Au début, on connaissait peu de gens qui « l »’avaient attrapé. On n’en parlait pas d’ailleurs. Aayb. Un peu comme avec le VIH. Parce que celui qui avait chopé le Covid-19 avait forcément déconné. Il y avait peu de cas au Liban en mars dernier, mais la peur était là. Le premier confinement a été respecté et on pensait que ça irait vite. Qu’on se débarrasserait rapidement du virus. Sauf que. Sauf que la situation a dégénéré. Les mesures de sécurité (port du masque, distanciation, lavage de mains…) n’ont quasiment plus été respectées. Et le Liban a commencé sa descente aux enfers, les fêtes de fin d’année n’ayant pas aidé, si on peut dire ça comme ça. Et de « on ne connaissait personne », nous sommes passés à « tout le monde l’a ». Et la série de mauvaises nouvelles a commencé à pleuvoir. Contagions, hospitalisations, décès, crise de l’oxygène, manque de médicaments, rupture de stock de Panadol et surtout le débordement des hôpitaux… 2021 a démarré sous les pires auspices.
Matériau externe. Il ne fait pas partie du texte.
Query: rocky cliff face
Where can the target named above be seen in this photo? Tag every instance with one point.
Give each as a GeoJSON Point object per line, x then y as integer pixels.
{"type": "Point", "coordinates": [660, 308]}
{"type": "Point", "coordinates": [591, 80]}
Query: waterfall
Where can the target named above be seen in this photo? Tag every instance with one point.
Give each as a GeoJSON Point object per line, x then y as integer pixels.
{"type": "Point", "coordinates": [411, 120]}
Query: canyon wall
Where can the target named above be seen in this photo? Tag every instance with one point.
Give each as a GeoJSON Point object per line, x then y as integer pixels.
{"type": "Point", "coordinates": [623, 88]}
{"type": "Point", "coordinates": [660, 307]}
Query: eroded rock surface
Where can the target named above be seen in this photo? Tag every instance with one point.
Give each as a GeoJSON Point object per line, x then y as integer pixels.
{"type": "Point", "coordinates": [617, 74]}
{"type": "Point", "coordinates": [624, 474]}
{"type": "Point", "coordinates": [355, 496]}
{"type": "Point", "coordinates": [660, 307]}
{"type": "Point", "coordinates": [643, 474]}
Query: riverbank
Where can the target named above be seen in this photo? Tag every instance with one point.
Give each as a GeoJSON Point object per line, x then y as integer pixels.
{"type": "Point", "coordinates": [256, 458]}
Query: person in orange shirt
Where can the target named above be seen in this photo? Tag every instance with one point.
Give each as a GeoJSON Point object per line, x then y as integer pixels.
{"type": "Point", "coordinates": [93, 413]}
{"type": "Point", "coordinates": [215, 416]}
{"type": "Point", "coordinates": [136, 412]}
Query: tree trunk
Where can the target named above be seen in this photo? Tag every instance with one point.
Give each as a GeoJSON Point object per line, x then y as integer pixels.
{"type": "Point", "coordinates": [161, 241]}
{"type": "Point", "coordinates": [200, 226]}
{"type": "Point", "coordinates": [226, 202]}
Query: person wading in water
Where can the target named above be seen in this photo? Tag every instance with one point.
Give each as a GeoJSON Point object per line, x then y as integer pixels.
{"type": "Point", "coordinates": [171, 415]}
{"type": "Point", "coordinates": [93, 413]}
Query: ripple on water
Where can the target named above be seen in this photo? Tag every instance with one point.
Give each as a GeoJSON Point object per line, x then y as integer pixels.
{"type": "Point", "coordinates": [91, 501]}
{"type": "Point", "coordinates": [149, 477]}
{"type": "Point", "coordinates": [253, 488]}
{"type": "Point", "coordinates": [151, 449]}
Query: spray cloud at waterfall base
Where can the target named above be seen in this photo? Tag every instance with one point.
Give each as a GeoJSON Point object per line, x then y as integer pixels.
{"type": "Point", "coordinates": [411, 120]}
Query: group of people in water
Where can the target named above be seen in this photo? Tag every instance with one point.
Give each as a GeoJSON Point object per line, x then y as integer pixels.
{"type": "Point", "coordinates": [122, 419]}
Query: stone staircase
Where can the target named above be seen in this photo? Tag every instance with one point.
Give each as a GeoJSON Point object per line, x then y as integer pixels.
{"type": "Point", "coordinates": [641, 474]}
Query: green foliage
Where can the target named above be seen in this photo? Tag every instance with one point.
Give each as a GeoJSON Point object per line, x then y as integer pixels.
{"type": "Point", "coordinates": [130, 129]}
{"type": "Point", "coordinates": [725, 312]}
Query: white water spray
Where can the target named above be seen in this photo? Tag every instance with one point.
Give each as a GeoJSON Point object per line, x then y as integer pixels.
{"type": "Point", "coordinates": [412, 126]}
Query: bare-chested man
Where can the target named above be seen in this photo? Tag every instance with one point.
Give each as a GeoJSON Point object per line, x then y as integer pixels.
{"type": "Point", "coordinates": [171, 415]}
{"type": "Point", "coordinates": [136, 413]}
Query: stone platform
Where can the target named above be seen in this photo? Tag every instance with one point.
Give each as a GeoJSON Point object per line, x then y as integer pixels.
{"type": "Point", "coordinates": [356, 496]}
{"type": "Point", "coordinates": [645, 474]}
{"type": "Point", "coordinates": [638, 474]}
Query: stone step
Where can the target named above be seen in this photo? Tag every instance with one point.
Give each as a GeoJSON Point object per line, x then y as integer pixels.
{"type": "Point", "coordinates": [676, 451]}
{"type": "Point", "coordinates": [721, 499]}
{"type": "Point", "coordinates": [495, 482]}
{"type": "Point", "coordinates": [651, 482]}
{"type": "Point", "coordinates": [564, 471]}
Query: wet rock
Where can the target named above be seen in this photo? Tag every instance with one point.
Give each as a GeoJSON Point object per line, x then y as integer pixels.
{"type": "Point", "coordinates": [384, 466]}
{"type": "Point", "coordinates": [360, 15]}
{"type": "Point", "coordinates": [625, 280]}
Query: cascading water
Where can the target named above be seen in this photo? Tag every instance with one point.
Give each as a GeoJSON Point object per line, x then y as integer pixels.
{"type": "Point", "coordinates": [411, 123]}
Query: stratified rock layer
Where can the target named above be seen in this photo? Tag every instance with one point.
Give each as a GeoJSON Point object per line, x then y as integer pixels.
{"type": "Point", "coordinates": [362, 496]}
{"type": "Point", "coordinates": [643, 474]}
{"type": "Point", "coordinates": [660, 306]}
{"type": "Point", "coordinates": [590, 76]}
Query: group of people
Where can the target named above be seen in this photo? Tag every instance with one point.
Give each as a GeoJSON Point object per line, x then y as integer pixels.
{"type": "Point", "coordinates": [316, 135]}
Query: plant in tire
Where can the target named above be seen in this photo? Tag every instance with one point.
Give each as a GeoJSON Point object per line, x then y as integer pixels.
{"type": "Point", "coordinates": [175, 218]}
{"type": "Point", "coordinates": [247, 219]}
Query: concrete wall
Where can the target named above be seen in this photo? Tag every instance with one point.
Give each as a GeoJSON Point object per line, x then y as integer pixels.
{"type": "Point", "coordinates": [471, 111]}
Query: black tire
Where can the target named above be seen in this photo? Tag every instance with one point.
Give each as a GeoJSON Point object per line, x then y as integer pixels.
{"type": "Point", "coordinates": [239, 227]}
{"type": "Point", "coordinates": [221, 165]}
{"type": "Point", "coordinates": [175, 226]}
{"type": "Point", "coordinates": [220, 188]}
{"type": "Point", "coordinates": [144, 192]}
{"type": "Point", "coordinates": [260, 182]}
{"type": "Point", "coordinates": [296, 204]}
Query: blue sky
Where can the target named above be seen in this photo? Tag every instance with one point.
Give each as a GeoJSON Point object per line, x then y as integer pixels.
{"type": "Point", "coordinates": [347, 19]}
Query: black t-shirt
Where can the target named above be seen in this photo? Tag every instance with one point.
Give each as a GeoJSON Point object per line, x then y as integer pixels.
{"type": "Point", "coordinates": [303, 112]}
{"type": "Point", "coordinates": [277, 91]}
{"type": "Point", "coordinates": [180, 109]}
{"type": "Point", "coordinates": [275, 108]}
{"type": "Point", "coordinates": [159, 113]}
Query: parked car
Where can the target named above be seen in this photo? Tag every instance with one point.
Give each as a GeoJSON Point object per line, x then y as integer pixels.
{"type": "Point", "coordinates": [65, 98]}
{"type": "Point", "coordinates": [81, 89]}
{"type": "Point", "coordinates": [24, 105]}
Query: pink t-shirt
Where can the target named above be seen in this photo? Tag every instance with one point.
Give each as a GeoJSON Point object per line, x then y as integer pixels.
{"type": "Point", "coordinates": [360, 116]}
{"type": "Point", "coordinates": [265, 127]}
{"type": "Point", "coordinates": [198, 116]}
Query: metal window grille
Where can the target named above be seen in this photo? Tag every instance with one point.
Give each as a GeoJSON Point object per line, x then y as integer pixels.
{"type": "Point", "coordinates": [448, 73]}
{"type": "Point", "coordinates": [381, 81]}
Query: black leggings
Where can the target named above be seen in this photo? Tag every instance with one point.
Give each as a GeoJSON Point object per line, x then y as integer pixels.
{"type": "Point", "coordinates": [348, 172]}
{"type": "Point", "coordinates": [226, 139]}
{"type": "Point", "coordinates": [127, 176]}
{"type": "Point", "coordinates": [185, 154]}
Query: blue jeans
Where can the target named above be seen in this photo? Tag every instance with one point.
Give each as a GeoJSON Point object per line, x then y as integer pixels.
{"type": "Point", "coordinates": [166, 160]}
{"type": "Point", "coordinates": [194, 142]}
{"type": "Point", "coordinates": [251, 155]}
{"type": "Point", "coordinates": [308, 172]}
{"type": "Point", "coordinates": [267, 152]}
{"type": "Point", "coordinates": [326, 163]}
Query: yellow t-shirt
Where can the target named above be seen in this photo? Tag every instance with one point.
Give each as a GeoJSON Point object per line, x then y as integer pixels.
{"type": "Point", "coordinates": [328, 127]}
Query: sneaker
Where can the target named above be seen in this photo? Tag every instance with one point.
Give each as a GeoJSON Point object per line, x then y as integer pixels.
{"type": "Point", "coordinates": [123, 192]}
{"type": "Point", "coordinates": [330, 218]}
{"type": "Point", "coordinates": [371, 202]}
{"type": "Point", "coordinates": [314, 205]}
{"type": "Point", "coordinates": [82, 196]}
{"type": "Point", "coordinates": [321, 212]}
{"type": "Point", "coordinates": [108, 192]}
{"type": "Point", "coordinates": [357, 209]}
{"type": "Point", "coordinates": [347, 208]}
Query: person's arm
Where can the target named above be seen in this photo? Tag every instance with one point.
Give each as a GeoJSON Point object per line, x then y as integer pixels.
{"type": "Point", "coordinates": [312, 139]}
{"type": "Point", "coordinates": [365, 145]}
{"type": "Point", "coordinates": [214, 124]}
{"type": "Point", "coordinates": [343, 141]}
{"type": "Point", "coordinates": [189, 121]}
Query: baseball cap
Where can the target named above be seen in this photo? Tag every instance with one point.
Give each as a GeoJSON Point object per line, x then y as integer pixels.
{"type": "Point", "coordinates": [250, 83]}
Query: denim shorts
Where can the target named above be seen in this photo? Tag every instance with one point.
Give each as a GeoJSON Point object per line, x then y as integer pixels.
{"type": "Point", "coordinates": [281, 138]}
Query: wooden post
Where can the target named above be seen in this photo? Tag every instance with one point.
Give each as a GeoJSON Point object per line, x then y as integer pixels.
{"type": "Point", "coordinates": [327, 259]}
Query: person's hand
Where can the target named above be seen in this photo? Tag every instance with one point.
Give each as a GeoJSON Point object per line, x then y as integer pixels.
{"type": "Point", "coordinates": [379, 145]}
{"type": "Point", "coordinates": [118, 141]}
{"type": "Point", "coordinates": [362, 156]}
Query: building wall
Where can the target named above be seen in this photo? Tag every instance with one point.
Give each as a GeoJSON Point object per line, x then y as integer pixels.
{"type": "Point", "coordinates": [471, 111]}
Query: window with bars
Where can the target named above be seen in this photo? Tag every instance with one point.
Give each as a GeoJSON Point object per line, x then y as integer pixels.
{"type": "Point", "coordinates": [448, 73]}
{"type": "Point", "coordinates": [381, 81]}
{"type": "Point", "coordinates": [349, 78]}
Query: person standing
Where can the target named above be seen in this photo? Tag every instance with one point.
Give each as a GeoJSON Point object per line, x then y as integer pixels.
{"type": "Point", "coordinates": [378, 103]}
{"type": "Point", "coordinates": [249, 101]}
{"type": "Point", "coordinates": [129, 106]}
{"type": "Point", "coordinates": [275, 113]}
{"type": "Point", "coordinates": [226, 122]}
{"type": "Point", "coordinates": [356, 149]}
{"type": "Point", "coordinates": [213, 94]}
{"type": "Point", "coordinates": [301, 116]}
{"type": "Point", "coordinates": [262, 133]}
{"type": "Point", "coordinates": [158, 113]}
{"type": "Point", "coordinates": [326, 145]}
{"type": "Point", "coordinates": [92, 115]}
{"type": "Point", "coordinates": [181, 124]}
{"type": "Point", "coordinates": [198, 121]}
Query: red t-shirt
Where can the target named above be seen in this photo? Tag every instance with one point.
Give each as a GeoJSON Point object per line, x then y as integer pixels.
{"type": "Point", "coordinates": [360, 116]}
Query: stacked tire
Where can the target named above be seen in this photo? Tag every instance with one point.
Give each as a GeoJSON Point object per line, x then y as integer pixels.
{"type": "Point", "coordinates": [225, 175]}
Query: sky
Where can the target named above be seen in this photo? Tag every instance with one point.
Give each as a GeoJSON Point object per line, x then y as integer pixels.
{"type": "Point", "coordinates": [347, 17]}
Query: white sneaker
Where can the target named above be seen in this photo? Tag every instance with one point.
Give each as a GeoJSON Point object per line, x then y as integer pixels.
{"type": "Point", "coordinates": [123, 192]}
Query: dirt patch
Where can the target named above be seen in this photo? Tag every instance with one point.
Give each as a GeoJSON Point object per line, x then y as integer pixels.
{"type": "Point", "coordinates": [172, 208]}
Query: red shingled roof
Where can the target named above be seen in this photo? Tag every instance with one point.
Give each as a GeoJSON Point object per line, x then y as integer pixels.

J’ai été testée positive à Dubaï où je suis venue passer quelques jours. Au même moment, mon père était hospitalisé, mon frère l’attrapait, mon homme ainsi que sa famille étaient testés positifs, mes ami(e)s à Beyrouth, leurs familles et tous les autres. J’ai eu la chance d’avoir une atteinte modérée. Une immense fatigue, un rhume, des maux de tête, la perte du goût et de l’odorat, la déprime, l’insomnie, la peur et la tristesse. La peur de tarder à retrouver le goût, de ne pas me remettre sur pied rapidement, de connaître les effets secondaires sur le long terme. Mais la peur, surtout pour mes proches. Pour mon père, hospitalisé pendant trois semaines, pour ma mère, à haut risque, pour mon frère, mon entourage. Puis la tristesse s’est installée. Des amis s’en sont allés, mes proches ont perdu un des leurs. Un père, une grand-mère, une tante. J’ai vu mes amis souffrir à cause du départ de leurs parents. Je les ai vus ne pas pouvoir leur dire un dernier au revoir, les enterrer en silence sans personne autour pour les soutenir. Et j’ai touché de près la gravité de cette pandémie que d’aucuns ont prise au départ pour une simple grippe. J’ai compris qu’on ne jouait plus. Que le danger était partout et bien évidemment que certaines personnes, et en particulier les Libanais, étaient irresponsables, mais qu’ils avaient eux aussi peur. Ceux-là, on ne peut pas leur en vouloir. Ils préfèrent mourir du Covid que de crever de faim. Ils ont besoin de travailler, de rapporter un peu d’argent à la maison pour tenir le coup… L’État ne leur apportant non seulement aucune aide, mais empêchant les ONG de distribuer nourriture et médicaments durant ce nouveau lockdown. Quant aux autres, nul besoin de les mentionner à nouveau. Ils ont été le maillon faible et ils continuent encore à l’être, à coups de soirées clandestines et de regroupements ridicules.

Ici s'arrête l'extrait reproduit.